Etwa sechs bis zwölf Wochen nach der Geburt sollte erstmals wieder ein oraler Glukosetoleranztest durchgeführt werden, danach im Zwei-Jahres-Rhythmus. Bei einer weiteren Schwangerschaft sollte der Zuckerbelastungstest bereits früh durchgeführt werden – denn das Risiko ist hoch, erneut Schwangerschaftsdiabetes zu entwickeln.

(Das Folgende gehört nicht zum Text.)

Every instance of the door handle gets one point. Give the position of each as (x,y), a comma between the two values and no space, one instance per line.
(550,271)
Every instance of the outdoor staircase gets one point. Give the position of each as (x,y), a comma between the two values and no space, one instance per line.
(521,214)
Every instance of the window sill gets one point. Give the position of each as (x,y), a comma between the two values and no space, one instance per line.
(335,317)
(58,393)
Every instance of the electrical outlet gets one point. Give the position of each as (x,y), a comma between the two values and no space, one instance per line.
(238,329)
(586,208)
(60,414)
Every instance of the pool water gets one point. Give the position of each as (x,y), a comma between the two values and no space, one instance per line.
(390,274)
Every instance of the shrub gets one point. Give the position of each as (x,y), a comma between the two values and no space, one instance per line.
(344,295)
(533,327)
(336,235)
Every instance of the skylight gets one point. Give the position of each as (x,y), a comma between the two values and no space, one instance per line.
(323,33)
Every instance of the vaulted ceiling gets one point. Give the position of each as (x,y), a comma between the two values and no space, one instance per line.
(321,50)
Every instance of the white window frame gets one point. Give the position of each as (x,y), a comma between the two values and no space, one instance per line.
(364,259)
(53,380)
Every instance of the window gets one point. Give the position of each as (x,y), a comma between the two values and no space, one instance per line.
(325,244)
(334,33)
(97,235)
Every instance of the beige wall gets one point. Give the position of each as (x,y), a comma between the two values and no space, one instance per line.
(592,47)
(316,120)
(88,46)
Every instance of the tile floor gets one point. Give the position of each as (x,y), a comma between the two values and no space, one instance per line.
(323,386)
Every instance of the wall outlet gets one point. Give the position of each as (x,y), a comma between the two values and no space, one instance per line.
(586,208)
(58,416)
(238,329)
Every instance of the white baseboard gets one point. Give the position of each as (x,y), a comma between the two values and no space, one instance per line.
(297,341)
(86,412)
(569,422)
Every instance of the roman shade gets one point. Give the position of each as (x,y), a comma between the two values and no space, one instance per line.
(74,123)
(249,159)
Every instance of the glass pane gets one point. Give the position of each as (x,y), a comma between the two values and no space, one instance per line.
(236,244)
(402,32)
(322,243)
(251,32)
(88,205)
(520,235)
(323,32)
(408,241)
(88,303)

Um die Risiken von Folgeerkrankungen zu minimieren, können Frauen also einiges tun. Dazu zählen auch ein gesunder Lebensstil mit ausreichend Bewegung sowie Abnehmen bei Übergewicht. Und ganz wichtig: Stillen schützt Mütter langfristig vor Typ-2-Diabetes. Wie eine Studie des deutschen Kompetenznetzes Diabetes mellitus ergeben hat, senkt Stillen das langfristige Diabetesrisiko um mehr als 40 Prozent. Besonders ausgeprägt ist der Effekt bei Müttern, die ihre Kinder länger als drei Monate gestillt haben.